The ruling also asks the District Court to consider whether an injunction should be imposed on eBay's fixed price and "Buy It Now" sales – which account for around one-third of its current revenues, according to reports.

The dispute between eBay and MercExchange has been running since October 2001, and hinges on an auction site patent application that was filed a few months before eBay was launched in 1995.

The dispute relates to the "Buy It Now" service on the eBay site, which deals with fixed price sales, and a facility to search other on-line auction houses.
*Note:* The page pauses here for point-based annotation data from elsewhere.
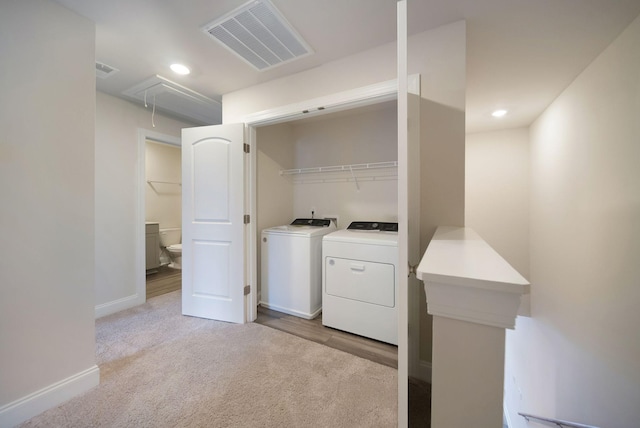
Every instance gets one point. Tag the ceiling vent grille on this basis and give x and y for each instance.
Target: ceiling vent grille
(103, 70)
(259, 34)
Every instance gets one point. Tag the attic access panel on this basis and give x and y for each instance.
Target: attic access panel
(177, 100)
(259, 34)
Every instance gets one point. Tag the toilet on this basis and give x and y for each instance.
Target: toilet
(170, 240)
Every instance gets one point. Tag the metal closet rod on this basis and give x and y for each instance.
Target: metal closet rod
(163, 182)
(338, 168)
(557, 422)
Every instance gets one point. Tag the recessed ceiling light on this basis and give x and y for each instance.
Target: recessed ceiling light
(180, 69)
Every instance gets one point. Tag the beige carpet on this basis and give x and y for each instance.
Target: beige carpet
(161, 369)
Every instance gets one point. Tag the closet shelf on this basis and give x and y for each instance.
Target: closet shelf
(338, 168)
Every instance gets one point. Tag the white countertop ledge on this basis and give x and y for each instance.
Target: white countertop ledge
(466, 279)
(458, 255)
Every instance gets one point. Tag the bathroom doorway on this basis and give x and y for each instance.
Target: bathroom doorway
(161, 210)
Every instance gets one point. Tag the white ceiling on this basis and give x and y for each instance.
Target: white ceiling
(520, 53)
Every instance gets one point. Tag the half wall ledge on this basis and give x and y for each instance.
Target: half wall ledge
(473, 295)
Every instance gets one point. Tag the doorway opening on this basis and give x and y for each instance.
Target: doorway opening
(159, 214)
(163, 218)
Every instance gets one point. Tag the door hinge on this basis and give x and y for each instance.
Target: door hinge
(413, 270)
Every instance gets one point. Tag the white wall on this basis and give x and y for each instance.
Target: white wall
(439, 57)
(163, 196)
(578, 357)
(497, 192)
(367, 136)
(116, 201)
(47, 107)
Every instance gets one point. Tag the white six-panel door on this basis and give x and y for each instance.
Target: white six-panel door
(213, 229)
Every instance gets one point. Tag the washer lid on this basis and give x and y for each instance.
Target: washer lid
(307, 227)
(374, 225)
(374, 237)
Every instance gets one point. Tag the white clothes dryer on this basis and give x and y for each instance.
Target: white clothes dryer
(291, 267)
(360, 277)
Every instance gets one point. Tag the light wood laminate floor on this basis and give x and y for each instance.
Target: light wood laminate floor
(165, 280)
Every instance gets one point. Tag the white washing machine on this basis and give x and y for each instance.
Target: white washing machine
(291, 267)
(359, 277)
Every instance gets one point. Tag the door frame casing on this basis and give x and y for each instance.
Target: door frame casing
(384, 91)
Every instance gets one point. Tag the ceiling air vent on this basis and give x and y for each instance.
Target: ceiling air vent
(103, 70)
(258, 33)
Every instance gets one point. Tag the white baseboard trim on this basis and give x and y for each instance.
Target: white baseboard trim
(423, 371)
(51, 396)
(119, 305)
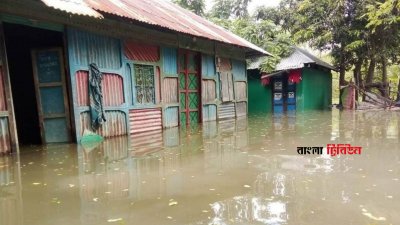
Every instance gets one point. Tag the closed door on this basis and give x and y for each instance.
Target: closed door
(48, 68)
(189, 87)
(291, 96)
(278, 96)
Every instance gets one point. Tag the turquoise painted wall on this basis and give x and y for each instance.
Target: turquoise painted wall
(259, 96)
(314, 92)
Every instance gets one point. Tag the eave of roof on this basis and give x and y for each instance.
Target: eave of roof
(161, 13)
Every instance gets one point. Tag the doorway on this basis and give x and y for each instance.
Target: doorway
(37, 75)
(284, 94)
(189, 87)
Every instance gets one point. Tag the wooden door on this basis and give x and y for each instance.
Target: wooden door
(189, 87)
(51, 95)
(8, 130)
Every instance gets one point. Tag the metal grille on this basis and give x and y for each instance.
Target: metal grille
(144, 84)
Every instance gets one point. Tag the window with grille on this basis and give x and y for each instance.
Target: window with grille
(144, 84)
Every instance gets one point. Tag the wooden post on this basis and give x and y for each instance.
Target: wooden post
(8, 93)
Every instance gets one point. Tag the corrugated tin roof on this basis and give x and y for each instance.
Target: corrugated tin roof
(73, 6)
(299, 58)
(296, 60)
(160, 13)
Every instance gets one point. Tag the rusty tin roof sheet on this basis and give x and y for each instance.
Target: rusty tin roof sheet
(160, 13)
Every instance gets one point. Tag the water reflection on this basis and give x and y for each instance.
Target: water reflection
(243, 171)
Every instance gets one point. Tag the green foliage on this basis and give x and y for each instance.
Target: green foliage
(196, 6)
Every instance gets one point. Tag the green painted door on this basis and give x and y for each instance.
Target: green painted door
(189, 87)
(51, 95)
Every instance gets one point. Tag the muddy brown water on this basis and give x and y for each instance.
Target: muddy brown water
(234, 172)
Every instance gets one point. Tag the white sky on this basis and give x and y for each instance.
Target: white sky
(253, 4)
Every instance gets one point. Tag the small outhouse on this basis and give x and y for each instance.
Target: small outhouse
(300, 82)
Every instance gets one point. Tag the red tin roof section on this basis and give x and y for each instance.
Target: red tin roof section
(161, 13)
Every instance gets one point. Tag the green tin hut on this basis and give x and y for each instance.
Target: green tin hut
(113, 67)
(300, 82)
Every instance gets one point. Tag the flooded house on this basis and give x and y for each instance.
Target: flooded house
(114, 68)
(300, 82)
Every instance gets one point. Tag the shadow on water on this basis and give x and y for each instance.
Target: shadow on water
(244, 171)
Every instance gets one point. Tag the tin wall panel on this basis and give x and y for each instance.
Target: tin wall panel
(145, 143)
(171, 117)
(141, 52)
(226, 110)
(241, 109)
(209, 113)
(208, 91)
(5, 146)
(113, 89)
(240, 90)
(171, 137)
(3, 105)
(208, 65)
(239, 69)
(144, 120)
(85, 48)
(157, 85)
(169, 59)
(170, 90)
(114, 126)
(224, 65)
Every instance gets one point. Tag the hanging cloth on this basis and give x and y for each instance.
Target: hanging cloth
(97, 114)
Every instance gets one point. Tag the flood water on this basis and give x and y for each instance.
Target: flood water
(246, 171)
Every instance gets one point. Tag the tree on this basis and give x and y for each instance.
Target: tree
(196, 6)
(222, 9)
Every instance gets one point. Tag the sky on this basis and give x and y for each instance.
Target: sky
(253, 4)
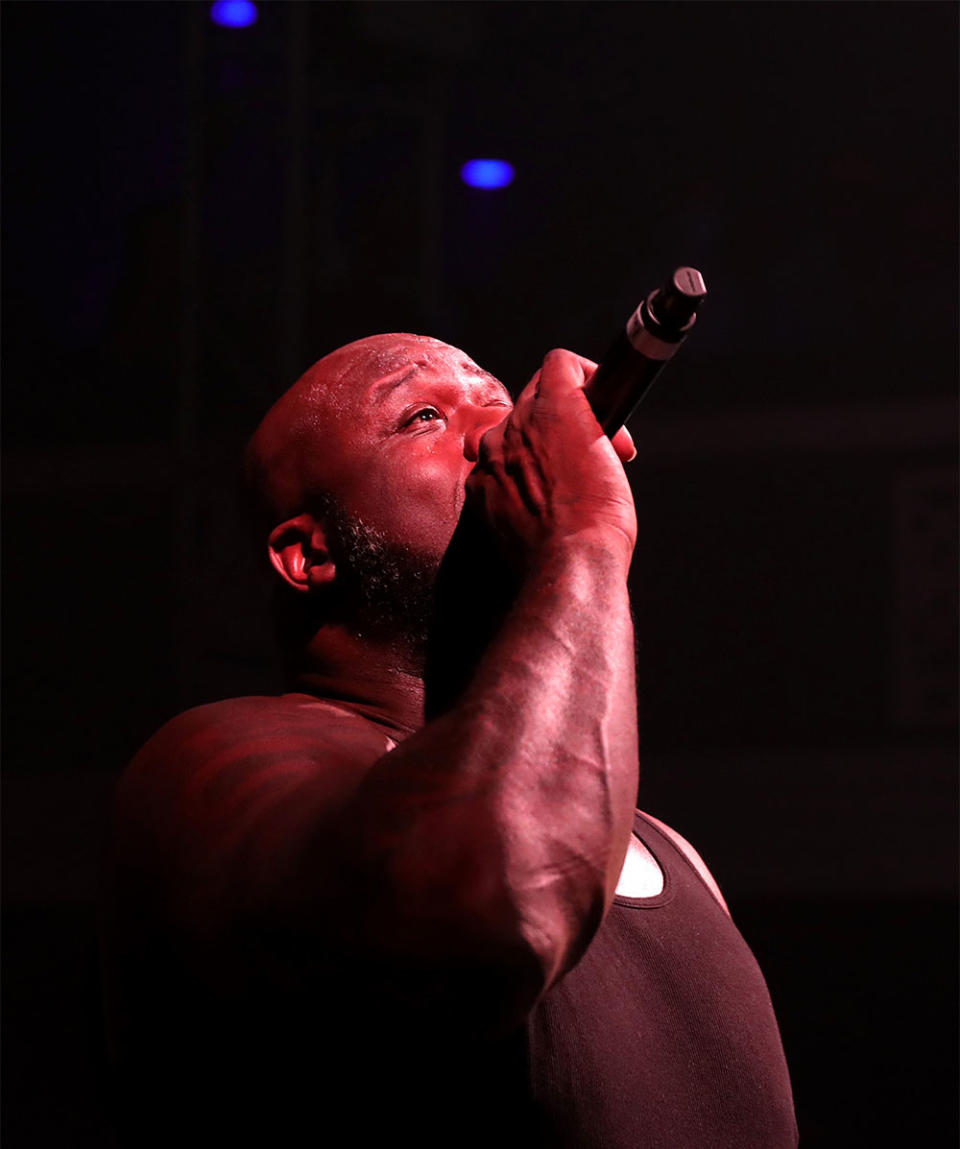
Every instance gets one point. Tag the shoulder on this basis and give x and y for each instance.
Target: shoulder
(691, 856)
(263, 726)
(240, 757)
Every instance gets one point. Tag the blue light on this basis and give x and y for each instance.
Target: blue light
(233, 13)
(487, 174)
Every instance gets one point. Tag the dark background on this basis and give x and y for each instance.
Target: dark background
(193, 215)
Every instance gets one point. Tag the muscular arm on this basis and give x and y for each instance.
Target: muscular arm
(503, 825)
(472, 864)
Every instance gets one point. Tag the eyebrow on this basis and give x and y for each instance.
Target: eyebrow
(388, 384)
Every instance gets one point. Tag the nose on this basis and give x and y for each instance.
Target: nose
(479, 422)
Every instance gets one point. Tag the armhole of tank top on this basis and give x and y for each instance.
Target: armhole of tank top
(640, 820)
(667, 892)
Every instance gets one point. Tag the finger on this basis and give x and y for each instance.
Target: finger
(560, 371)
(624, 445)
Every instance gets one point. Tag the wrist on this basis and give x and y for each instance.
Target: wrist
(606, 548)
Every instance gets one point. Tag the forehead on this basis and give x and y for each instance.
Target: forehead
(373, 375)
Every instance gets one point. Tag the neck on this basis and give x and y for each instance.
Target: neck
(377, 678)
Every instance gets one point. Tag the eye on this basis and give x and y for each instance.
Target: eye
(423, 415)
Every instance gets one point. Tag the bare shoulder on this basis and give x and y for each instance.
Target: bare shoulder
(234, 762)
(691, 856)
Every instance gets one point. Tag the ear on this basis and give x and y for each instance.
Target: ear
(299, 553)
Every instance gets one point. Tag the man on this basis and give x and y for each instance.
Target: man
(330, 922)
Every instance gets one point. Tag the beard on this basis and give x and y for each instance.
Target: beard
(385, 590)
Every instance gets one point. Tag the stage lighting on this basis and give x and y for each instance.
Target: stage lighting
(487, 174)
(233, 13)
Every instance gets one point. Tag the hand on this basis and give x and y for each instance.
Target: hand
(548, 472)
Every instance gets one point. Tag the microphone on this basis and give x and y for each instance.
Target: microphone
(474, 588)
(649, 340)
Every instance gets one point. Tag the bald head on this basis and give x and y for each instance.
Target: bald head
(295, 454)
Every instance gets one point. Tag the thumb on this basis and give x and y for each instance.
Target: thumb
(624, 445)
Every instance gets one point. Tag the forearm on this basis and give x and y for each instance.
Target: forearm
(506, 820)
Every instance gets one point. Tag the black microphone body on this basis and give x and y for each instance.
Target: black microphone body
(474, 586)
(649, 340)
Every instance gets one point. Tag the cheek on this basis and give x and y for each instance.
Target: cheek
(417, 502)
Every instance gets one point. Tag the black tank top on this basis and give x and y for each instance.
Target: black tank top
(664, 1035)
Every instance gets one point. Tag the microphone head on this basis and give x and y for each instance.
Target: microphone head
(676, 302)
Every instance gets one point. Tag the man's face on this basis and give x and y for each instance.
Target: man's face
(407, 439)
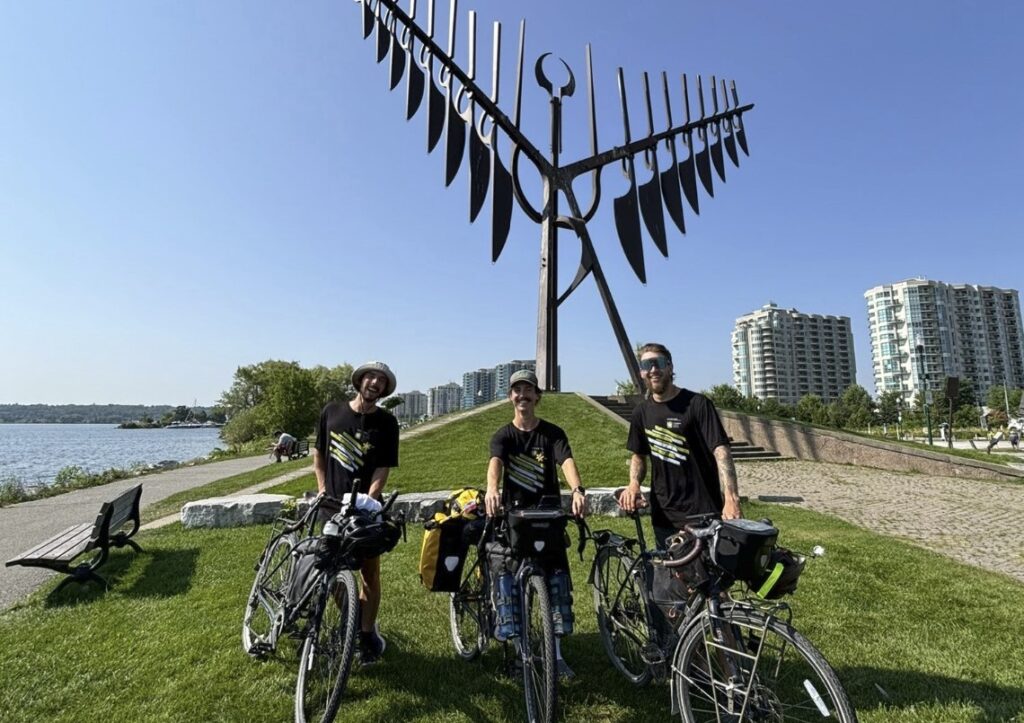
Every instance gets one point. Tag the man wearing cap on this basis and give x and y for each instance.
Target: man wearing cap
(356, 445)
(523, 456)
(692, 470)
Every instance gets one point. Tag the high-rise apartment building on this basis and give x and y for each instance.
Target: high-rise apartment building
(924, 331)
(414, 406)
(477, 387)
(443, 398)
(785, 354)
In May 2003, a jury decided that these services did infringe Woolston's patents, and ordered the on-line auction leader to pay $35 million in damages.

The case then went back to the trial judge, who had the option of increasing the damages awarded – up to three times the existing award – and issuing a permanent injunction against the company, preventing eBay from using the patented technology.

In the end he did neither, and in August last year he reduced the award to $29.5 million and refused to grant an injunction.

EBay appealed, and it is this ruling that was issued on Wednesday, removing the damages imposed on eBay in respect of the comparison shopping patent, but upholding the jury's infringement verdict on the "Buy It Now" patent.

The Appeals Court also raised the spectre of a permanent injunction against that service, and reversed the District Court's earlier invalidation of another MercExchange patent. These issues will now be reconsidered by the District Court.

"This decision sends a clear message to the marketplace," said Scott Robertson, who argued the case before the court as part of the Hunton & Williams law firm team that represents MercExchange. "Intellectual property owners have rights, and the value of intellectual property will be respected in court."

EBay announced that it was pleased with the ruling, and the reduction of damages.

"Looking forward," it said in a statement, "we believe that any injunction that might be issued by the District Court with respect to the other patent will not have an impact on our business because of changes we have made following the District Court's original verdict."

EBay stressed that the US Patent and Trademark Office was reviewing all of the MercExchange patents, and had already initially rejected all of the claims of one of the patents.